MHP’den görüşmeyi ülkem adına talep ettim. CHP’ye oy vermiş 11 milyon vatandaşım adına talep ediyorum. Acıyı kanı gözyaşını bitirelim, ortak payda oluşturalım diye talep ediyorum. Eleştirebilirler beni ama biz bunları aşmak zorundayız.
(Seçimlerden sonra başarısızlık olursa istifa eder mi?) Duruma bakmak lazım. Genel Başkanlığı illa isterim diye bir düşüncem olmadı. Toplumun talebi oldu, üst makamların talepleri oldu bürokraside, teklif edildiğinde bile düşünüp kabul ettim.
(CHP Kürt sorununu çözebilir mi?) Samimi ve dürüst olacaksınız. Gizli, kişisel bir hesabınız olmayacak. “Başkan olacağım, sen de destek ver.” Halka anlatamayacağınız vaatlerde bulunmayacaksınız. PKK o yüzden açıkla tutanakları diyor. Bir de halka bilgi vereceksiniz. Onlar hatayı burada yaptılar.

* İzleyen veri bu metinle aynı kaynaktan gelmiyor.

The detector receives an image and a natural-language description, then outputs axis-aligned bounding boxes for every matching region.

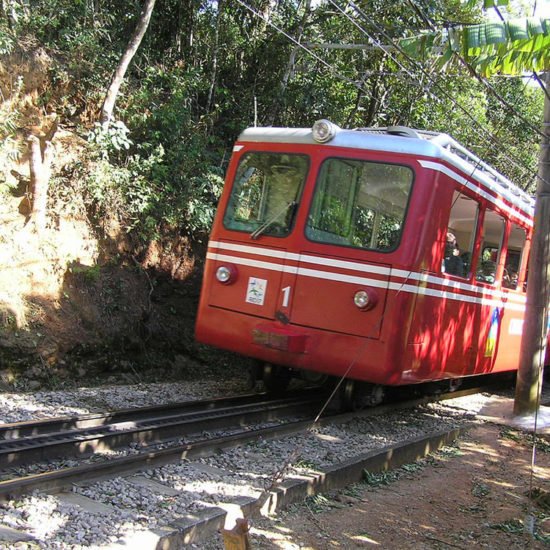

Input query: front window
[306,158,413,252]
[223,152,308,238]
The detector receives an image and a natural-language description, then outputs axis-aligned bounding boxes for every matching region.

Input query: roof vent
[387,126,420,139]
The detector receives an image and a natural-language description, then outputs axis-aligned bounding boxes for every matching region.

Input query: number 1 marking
[281,286,290,307]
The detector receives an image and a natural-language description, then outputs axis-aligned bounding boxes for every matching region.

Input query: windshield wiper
[250,201,297,239]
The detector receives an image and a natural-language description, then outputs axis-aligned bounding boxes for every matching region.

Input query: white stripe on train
[208,241,526,303]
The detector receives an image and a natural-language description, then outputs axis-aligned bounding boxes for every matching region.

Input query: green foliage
[0,21,14,55]
[88,120,136,159]
[0,0,547,240]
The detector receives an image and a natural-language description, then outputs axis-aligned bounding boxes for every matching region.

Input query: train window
[306,158,413,252]
[476,210,505,285]
[448,191,479,279]
[502,224,527,289]
[223,152,309,238]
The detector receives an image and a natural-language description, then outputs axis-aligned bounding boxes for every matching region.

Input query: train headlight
[216,265,237,285]
[311,118,338,143]
[353,289,378,311]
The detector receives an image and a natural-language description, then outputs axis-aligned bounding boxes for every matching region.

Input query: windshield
[223,153,308,239]
[306,158,413,252]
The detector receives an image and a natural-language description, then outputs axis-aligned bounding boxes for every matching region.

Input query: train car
[196,120,548,403]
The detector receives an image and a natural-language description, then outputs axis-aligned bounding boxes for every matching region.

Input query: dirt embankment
[0,43,213,387]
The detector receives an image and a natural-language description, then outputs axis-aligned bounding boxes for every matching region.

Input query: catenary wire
[334,0,538,189]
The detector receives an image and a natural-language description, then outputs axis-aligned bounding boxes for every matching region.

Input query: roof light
[312,118,338,143]
[353,288,378,311]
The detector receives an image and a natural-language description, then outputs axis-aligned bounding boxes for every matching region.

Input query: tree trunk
[514,73,550,415]
[28,136,53,235]
[100,0,156,124]
[206,0,223,114]
[266,0,311,126]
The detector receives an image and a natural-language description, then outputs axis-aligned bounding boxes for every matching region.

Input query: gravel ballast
[0,379,536,549]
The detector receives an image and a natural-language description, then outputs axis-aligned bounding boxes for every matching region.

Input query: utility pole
[514,72,550,416]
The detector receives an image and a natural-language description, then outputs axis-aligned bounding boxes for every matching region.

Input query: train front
[196,121,413,392]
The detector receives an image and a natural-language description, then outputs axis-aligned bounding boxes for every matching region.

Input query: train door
[292,158,413,338]
[409,191,480,381]
[475,208,506,373]
[208,151,309,320]
[440,191,480,376]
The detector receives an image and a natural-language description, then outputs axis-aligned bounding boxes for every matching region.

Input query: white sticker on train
[246,277,267,306]
[508,319,523,336]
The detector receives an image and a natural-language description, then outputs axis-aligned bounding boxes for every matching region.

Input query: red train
[196,120,549,402]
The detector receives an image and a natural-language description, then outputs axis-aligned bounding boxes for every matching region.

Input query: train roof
[238,121,535,216]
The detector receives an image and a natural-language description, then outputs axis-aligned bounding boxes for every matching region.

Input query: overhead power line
[329,0,538,188]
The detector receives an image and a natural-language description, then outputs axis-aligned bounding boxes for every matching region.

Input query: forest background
[0,0,544,389]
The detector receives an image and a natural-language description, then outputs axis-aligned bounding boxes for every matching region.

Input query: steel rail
[0,388,492,502]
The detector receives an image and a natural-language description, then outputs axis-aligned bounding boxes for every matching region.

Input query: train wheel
[340,380,386,411]
[263,363,292,393]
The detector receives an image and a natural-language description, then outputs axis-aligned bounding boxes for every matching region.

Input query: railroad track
[0,388,496,501]
[0,390,328,475]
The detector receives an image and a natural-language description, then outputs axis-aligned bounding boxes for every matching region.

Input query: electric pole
[514,72,550,415]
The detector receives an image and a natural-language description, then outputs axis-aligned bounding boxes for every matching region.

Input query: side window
[441,191,479,279]
[502,223,527,289]
[223,152,309,238]
[306,158,413,252]
[476,210,505,285]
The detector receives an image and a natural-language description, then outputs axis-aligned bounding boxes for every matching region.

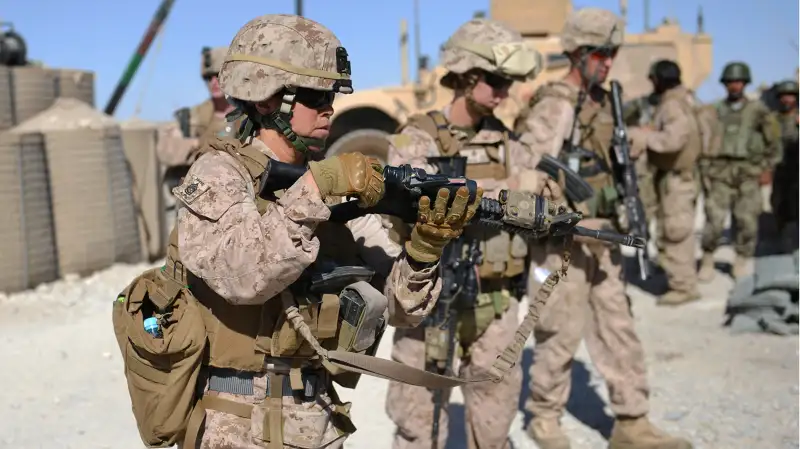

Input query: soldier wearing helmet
[109,14,481,449]
[386,18,560,449]
[629,60,702,305]
[770,80,798,228]
[522,8,692,449]
[156,47,238,223]
[698,62,781,282]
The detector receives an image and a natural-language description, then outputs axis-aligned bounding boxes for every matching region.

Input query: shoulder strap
[400,111,460,156]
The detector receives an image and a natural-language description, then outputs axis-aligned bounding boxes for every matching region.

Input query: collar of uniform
[245,137,278,161]
[442,104,503,145]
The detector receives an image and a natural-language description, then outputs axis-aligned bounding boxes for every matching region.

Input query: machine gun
[423,156,481,449]
[259,159,646,248]
[611,80,649,280]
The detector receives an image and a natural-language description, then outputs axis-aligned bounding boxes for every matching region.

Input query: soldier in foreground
[114,15,482,449]
[698,62,781,282]
[629,60,702,305]
[522,8,692,449]
[386,19,559,449]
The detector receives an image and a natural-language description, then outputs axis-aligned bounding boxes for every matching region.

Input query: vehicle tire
[325,128,389,165]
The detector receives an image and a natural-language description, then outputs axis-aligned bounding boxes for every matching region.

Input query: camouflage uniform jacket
[388,106,547,198]
[628,86,701,170]
[173,139,441,326]
[156,99,234,167]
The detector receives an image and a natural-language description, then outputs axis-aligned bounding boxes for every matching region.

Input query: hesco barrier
[0,133,58,293]
[10,98,142,276]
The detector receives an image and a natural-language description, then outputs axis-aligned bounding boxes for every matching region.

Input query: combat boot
[697,252,716,283]
[528,418,570,449]
[657,290,700,306]
[732,255,750,279]
[608,416,693,449]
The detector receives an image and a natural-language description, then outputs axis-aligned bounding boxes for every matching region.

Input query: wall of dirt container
[10,98,142,276]
[120,120,168,261]
[0,66,58,131]
[0,65,95,131]
[0,133,59,293]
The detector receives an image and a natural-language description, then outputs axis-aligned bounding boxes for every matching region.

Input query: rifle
[259,159,646,248]
[611,80,649,280]
[424,156,481,449]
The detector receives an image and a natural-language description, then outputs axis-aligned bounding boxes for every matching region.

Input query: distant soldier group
[114,8,798,449]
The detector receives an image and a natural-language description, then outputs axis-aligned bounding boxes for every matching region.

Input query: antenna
[697,5,705,34]
[414,0,422,83]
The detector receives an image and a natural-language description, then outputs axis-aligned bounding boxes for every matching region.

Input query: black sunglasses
[294,87,336,109]
[483,72,514,90]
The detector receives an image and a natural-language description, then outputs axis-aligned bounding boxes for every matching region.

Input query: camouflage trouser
[525,244,649,419]
[657,171,697,292]
[386,298,522,449]
[703,159,762,257]
[178,373,347,449]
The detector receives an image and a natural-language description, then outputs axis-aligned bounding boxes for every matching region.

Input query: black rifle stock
[424,156,481,449]
[536,154,594,203]
[611,80,650,280]
[259,159,646,248]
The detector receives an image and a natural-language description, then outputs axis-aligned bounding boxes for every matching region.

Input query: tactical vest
[717,98,766,162]
[647,88,703,171]
[398,111,528,280]
[531,84,619,218]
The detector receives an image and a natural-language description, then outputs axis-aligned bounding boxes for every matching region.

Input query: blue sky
[0,0,798,120]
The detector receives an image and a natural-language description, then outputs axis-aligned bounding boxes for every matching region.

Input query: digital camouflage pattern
[173,139,441,318]
[628,86,701,295]
[219,14,352,102]
[386,298,522,449]
[522,82,648,419]
[701,98,781,258]
[386,106,547,449]
[439,19,542,81]
[561,8,625,52]
[200,47,228,78]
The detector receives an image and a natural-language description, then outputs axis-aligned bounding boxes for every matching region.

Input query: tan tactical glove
[406,187,483,263]
[308,153,384,207]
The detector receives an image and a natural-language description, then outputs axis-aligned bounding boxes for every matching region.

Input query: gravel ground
[0,196,798,449]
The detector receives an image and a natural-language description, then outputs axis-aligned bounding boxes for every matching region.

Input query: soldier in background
[770,80,798,233]
[156,47,235,189]
[522,8,692,449]
[386,19,558,449]
[698,62,781,282]
[629,60,702,305]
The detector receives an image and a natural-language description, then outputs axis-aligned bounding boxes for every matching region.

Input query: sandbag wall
[120,119,168,261]
[0,133,58,292]
[9,98,142,276]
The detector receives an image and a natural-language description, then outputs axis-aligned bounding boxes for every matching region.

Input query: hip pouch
[112,268,207,447]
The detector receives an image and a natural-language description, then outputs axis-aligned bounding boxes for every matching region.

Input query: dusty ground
[0,196,798,449]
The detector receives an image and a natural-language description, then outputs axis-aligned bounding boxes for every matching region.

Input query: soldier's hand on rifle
[308,153,384,207]
[405,187,483,263]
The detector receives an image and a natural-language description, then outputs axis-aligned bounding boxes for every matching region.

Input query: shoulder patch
[172,175,210,204]
[388,134,412,147]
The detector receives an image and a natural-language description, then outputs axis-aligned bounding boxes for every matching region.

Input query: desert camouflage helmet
[219,14,353,102]
[439,18,542,81]
[775,80,798,95]
[200,47,228,78]
[719,61,752,83]
[561,8,625,52]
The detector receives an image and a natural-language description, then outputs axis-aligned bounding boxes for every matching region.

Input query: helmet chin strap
[229,87,325,160]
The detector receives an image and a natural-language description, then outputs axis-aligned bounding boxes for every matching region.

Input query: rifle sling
[320,235,572,389]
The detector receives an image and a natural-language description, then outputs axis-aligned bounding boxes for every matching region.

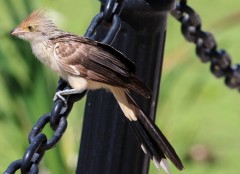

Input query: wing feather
[52,34,149,96]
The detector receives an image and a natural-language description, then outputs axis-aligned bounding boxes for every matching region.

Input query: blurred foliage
[0,0,240,174]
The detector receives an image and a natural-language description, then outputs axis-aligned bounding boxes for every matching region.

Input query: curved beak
[10,27,26,36]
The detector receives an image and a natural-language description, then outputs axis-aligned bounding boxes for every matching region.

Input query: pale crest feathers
[21,10,54,26]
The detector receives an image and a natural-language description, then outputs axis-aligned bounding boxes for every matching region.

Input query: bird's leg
[53,89,84,104]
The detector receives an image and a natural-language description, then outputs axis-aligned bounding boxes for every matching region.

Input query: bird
[10,10,184,173]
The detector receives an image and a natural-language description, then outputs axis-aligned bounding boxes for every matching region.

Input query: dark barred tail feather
[126,92,183,173]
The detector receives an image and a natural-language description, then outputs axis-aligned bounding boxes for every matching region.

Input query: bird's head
[10,10,58,42]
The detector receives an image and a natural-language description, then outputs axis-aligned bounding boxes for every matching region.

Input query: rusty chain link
[4,0,124,174]
[171,0,240,90]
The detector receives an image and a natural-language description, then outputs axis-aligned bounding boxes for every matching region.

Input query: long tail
[111,87,183,173]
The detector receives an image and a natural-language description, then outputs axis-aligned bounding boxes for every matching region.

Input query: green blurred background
[0,0,240,174]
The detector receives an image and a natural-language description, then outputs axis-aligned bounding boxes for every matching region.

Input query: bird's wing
[52,35,135,87]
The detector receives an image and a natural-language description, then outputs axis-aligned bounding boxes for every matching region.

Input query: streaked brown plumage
[11,11,183,173]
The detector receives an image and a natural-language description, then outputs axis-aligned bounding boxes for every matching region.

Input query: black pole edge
[99,0,176,13]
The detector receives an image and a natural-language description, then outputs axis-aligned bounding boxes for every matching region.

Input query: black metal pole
[76,0,175,174]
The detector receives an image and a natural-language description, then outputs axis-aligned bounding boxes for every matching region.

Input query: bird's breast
[31,42,60,75]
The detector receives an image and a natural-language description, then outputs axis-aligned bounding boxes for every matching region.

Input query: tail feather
[129,77,151,98]
[126,92,183,170]
[111,87,183,173]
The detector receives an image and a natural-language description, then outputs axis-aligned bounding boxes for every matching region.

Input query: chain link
[171,0,240,90]
[4,0,124,174]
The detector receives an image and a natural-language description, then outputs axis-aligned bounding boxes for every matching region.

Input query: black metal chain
[171,0,240,90]
[4,0,124,174]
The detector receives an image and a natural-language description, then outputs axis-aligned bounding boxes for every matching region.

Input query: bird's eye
[28,25,33,31]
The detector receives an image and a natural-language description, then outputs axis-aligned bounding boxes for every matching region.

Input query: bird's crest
[19,10,53,29]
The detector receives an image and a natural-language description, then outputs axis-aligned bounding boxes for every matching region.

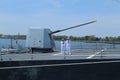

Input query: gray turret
[26,21,96,53]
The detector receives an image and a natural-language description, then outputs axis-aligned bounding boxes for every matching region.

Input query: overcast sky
[0,0,120,37]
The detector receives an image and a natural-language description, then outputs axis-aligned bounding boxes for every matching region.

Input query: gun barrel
[50,21,96,34]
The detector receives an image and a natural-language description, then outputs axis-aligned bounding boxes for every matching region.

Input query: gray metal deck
[0,49,120,61]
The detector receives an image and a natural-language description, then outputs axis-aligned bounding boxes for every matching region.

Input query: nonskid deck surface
[0,49,120,61]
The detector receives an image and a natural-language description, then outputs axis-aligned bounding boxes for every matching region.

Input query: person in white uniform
[65,38,71,55]
[61,39,65,55]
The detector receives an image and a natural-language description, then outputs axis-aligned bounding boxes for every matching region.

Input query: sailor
[65,37,71,55]
[61,39,65,55]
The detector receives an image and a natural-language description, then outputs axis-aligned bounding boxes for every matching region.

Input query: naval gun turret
[26,21,96,53]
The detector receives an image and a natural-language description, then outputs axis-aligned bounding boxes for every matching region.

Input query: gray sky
[0,0,120,37]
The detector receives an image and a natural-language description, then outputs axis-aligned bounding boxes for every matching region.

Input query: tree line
[0,34,120,42]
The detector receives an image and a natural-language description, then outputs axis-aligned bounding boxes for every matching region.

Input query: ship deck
[0,49,120,61]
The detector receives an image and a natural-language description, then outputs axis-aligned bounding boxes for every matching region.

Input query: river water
[0,39,120,49]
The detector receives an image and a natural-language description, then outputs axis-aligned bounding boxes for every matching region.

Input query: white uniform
[61,40,65,55]
[65,39,71,55]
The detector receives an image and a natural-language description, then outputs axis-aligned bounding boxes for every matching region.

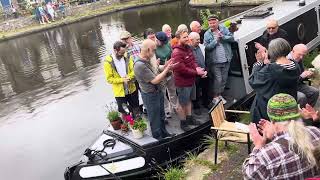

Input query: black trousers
[116,90,139,113]
[192,77,210,109]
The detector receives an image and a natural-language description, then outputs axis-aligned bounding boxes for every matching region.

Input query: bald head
[140,39,157,59]
[177,24,189,32]
[162,24,172,38]
[267,19,279,35]
[189,32,200,47]
[190,21,201,33]
[291,44,308,62]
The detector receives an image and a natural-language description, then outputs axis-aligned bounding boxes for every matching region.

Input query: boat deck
[108,108,210,146]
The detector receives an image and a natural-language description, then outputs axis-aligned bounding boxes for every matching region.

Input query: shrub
[132,118,147,132]
[303,48,319,68]
[107,111,120,122]
[163,167,186,180]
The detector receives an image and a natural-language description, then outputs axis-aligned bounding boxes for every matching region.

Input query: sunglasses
[267,26,278,29]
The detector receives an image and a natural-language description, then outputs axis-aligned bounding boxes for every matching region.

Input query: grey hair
[175,29,188,39]
[268,38,291,62]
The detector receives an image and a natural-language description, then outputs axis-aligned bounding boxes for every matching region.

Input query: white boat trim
[79,157,146,178]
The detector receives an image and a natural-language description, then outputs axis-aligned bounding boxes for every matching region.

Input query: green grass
[0,0,157,40]
[163,167,186,180]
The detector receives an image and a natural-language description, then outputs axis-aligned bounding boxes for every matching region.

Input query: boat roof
[226,0,320,43]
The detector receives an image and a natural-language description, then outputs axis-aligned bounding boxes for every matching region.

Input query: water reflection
[0,0,251,180]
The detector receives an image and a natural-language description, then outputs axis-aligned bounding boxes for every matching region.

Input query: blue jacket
[203,24,234,65]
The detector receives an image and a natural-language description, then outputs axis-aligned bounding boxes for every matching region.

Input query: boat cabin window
[229,42,243,77]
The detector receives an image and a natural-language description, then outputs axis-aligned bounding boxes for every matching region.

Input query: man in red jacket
[171,30,207,131]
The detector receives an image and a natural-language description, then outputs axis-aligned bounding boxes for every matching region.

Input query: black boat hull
[65,93,254,180]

(Abdullah Öcalan’ı dışarıda bırakarak mı çözeceksiniz?) Evet, kendi sorunumuzu kendimiz çözebiliriz. Sorunu bilmiyor muyuz, neden birinden fikir bekliyoruz. Birinci sınıf demokrasi neyse, aynısını getireceğiz ülkemize. Demokrasiden niye korkuyoruz. İnsanlar düşüncelerini rahatça ifade edebilsinler. Siz korkuyorsanız özgüveniniz eksiktir. Biri bir şey söyledi diye Türkiye batmaz. Bu sorunu çözemeyen politikacılardır, asıl sorun politikada. Zamanında çözmediler, gittikçe büyüdü bu sorun. Bu ülkenin kurucu partisi biziz, ülkenin geleceğinden, birliğinden ve bütünlüğünden biz sorumluyuz.
(Bahçeli’nin koalisyon açıklamaları) Kime mesaj verdiğini bilmiyorum ama Bahçeli’nin açıklaması önemli. Koalisyona açık olması güzel bir şey. Sayın Davutoğlu, koalisyon görüşmeleri için bize geldiğinde 2 kere MHP’yle de görüşmeleri gerektiğini söyledim. Koalisyon koşulları olur, Bahçeli hangi koşullarda evet der, bilemem.
Biz önce, 1 Kasım seçimlerini huzur içinde bir yapalım ve düşünerek sandığa gidelim. Ülkemizi, geleceğimizi düşünerek, bu tabloyu yapanları, hükümet kurma becerisi gösteremeyenleri demokratik yollarla cezalandıralım diye düşünüyorum.
"Darbeler döneminin bittiğini düşünüyorum"
(Darbe endişesi mi var?) Darbeler döneminin bittiğini düşünüyorum. Vatandaşın siyasetçiye olan güveni sıfırlanıyor. Vatandaş neden bizi sandığa zorla götürüyorsunuz diye soruyor. Vatandaşın Davutoğlu’na neden koalisyon kurulmadığını sorması lazım. Emekli için para yok diyorlardı, bu seçim maliyeti ne. Demek ki vardı para, biz de biliyorduk para olduğunu. Faturayı milletin cebine çıkarıyorsunuz. Benim dediğim oyu vermediniz, bak terörü hortlatıcam, bak kaos çıktı. E siz yönetiyorsunuz. CHP’ye oy vermeyin dolar fırlar, faizler yükselir diyorlardı; kendileri döneminde hepsi oldu. Vatandaş merak etmesin, o borçları sıfırlayacağız. Üretenin önündeki bütün engelleri kaldıracağız. İstihdam yaratacağız.
Pasoligi kaldıracağız. Getirilmesinin nedeni gençlerin fişlenmesiydi. Bu doğru değil. Demokrasilerde, 21. yüzyılda gençleri olağan şüpheli olarak görmek olmaz. Onlara ülkeyi sen yönetiyorsun dememiz lazım. Ülke yönetiminde olacak gençler, kendi temsilcilerini seçecekler, ilk yönetim deneyimini yaşayacaklar.